Held on 13th December 2018 at AMI.
Dr Mustapha Sheikh’s paper offers a new understanding of the Hanafi jurisprudential position on alcohol according to which not all forms are prohibited. Why does the Quran promise ‘rivers of wine’ to believing Muslims in paradise if alcohol is absolutely prohibited? For the Quran to have universal value and be applicable in all times, the promise of alcohol must have some relevance to Muslims today. Accordingly, early Hanafi scholars reason that since the rewards of heaven are appreciated through their analogues in this world, such as rivers of milk and honey, there must be some form of alcohol that is permitted to serve as an incentive for the rivers of wine awaiting Muslims in paradise. Perhaps understandably, there was public outrage when the head of Al-Azhar University said on a popular television programme that according to Abu Hanifa beer from wheat may not be prohibited. This prompted Dr Mustapha’s own research which argues that early Hanafi scholars maintained a distinction between wine from grapes and alcoholic beverages made from dates and wheat, allowing the latter provided it does not reach the level of intoxication.

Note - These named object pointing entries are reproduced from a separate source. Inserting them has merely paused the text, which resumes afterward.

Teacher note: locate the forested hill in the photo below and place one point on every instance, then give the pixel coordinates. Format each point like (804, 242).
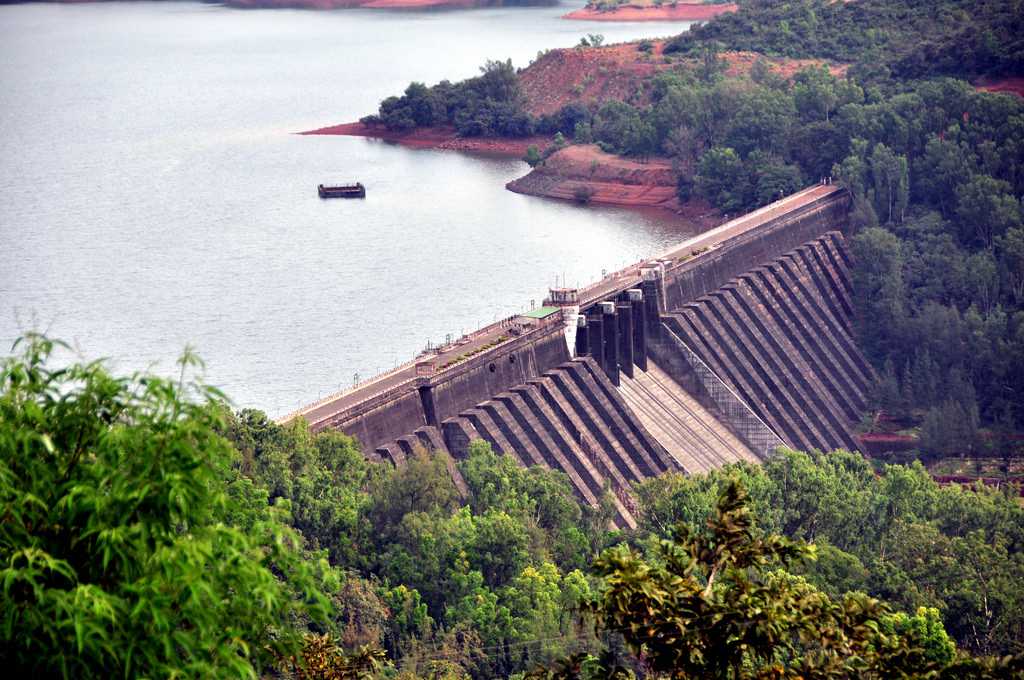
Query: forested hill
(883, 38)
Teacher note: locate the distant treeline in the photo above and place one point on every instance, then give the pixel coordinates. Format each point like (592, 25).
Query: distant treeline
(882, 38)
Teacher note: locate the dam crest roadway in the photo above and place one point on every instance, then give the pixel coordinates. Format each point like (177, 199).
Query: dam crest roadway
(720, 349)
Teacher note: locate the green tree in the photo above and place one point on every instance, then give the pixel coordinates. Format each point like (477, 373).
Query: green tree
(721, 177)
(714, 604)
(880, 293)
(114, 555)
(986, 209)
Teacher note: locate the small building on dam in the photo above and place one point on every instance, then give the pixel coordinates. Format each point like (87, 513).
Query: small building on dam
(727, 346)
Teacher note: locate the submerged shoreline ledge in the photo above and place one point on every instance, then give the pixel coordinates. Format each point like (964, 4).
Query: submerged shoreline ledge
(569, 174)
(437, 137)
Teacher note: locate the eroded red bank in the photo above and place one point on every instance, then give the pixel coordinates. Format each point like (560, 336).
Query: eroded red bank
(682, 11)
(438, 137)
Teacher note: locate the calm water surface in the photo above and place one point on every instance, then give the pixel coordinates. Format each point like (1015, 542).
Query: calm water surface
(153, 195)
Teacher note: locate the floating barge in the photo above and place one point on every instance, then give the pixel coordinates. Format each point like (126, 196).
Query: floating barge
(356, 190)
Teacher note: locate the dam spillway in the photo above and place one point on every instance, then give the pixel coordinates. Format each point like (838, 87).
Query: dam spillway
(723, 348)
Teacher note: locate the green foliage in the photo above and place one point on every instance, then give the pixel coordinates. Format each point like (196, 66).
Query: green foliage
(715, 603)
(114, 553)
(489, 104)
(882, 38)
(896, 536)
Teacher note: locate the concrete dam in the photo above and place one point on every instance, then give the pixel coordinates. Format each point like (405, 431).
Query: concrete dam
(727, 346)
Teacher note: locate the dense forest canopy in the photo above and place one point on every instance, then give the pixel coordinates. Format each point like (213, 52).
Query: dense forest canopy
(150, 530)
(147, 529)
(935, 169)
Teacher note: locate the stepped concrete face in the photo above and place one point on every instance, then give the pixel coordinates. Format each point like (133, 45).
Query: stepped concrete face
(691, 433)
(779, 336)
(719, 351)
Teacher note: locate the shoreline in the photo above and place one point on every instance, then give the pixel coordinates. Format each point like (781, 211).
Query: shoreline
(677, 12)
(437, 137)
(612, 182)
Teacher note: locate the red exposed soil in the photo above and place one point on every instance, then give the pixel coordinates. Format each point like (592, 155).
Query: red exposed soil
(741, 62)
(587, 174)
(683, 11)
(588, 75)
(438, 137)
(1013, 84)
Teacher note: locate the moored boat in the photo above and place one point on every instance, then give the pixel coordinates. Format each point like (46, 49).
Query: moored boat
(356, 190)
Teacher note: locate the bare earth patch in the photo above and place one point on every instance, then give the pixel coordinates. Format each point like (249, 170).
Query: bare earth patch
(648, 11)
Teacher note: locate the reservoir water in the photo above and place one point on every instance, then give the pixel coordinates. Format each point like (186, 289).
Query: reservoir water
(153, 194)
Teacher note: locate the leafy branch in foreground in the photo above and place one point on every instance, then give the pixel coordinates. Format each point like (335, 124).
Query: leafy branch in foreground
(115, 559)
(719, 604)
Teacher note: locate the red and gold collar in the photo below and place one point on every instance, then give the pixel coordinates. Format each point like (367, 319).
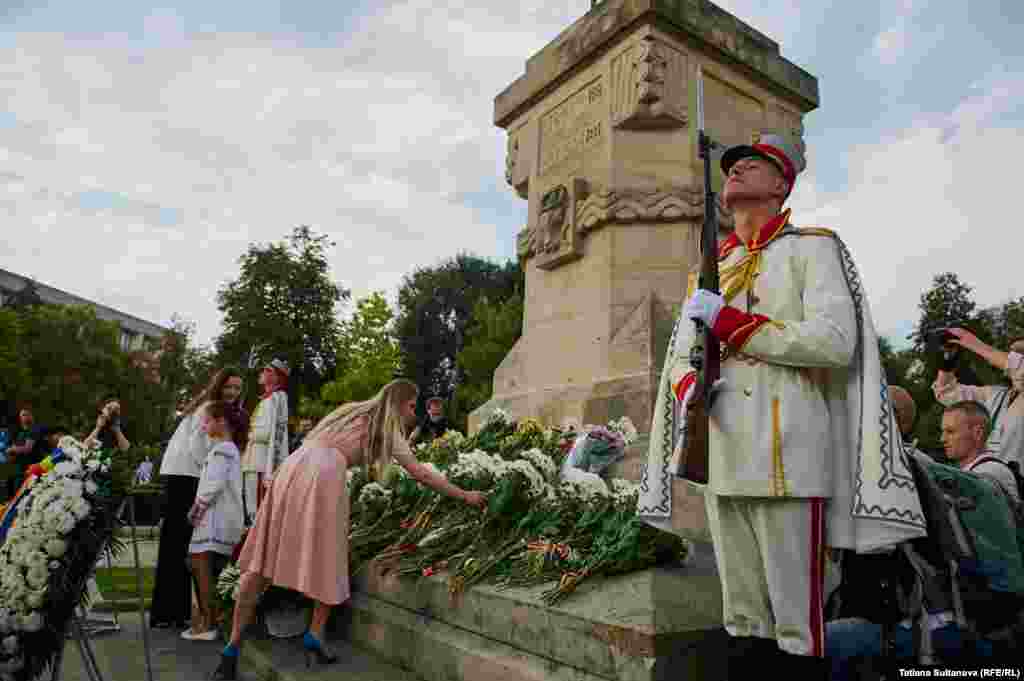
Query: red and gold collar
(763, 237)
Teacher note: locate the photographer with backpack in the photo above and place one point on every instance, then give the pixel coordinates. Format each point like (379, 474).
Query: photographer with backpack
(951, 597)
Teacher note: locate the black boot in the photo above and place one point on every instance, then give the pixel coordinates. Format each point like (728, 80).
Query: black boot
(803, 667)
(227, 670)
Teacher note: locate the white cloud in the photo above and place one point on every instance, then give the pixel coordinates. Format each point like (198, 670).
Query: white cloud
(245, 136)
(890, 45)
(931, 199)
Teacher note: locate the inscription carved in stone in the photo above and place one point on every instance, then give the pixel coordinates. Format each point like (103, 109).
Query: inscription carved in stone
(516, 167)
(649, 84)
(572, 127)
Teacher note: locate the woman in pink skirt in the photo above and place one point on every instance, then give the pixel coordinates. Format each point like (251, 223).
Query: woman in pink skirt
(300, 538)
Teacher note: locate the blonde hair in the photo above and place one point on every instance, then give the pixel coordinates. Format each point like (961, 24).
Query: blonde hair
(386, 430)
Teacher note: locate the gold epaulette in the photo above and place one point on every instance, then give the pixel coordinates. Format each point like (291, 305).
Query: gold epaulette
(815, 231)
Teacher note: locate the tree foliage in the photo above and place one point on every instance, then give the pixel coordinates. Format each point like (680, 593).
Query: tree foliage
(435, 306)
(368, 354)
(495, 328)
(284, 304)
(949, 303)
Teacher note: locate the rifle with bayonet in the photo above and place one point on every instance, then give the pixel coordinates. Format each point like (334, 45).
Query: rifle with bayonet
(705, 354)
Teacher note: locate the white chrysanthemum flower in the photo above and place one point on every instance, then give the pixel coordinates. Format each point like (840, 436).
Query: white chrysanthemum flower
(532, 476)
(81, 509)
(453, 437)
(32, 622)
(38, 577)
(37, 597)
(625, 427)
(66, 523)
(542, 463)
(624, 490)
(55, 547)
(588, 484)
(68, 467)
(431, 537)
(498, 415)
(372, 491)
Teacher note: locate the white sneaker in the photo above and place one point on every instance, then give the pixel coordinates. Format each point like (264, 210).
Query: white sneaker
(211, 635)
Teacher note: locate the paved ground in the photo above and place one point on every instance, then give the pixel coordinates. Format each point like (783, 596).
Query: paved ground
(121, 654)
(121, 657)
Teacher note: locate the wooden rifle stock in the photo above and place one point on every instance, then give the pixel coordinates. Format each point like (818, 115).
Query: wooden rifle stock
(705, 355)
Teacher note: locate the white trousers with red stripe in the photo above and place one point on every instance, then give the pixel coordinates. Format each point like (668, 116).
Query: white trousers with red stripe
(770, 555)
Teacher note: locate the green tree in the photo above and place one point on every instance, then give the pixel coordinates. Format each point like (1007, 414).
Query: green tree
(368, 353)
(435, 305)
(184, 367)
(284, 304)
(13, 367)
(947, 303)
(494, 330)
(74, 360)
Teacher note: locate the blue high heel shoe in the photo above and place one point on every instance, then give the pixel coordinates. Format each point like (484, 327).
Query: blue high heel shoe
(315, 650)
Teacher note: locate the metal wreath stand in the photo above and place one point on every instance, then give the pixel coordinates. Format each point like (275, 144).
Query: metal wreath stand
(81, 635)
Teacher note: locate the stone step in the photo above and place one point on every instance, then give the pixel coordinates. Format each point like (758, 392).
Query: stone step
(628, 628)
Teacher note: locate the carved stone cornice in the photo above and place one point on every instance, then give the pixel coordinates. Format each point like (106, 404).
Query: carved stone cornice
(569, 211)
(649, 86)
(632, 205)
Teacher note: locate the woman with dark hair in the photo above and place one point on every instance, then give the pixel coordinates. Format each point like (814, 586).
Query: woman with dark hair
(180, 469)
(267, 445)
(300, 540)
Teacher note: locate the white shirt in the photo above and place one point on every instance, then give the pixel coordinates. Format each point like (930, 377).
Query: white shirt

Dr Mustapha Sheikh is a lecturer in the Department of Arabic, Islamic and Middle Eastern Studies at the University of Leeds. His areas of expertise include Islamic law and legal theory, Muslim reformist thought, critical Muslim studies, and Islamic finance. He has studied Islamic studies in both the traditional seminaries of Damascus and in a university setting. He completed his doctoral studies in 2012 at the University of Oxford within the faculty of Theology.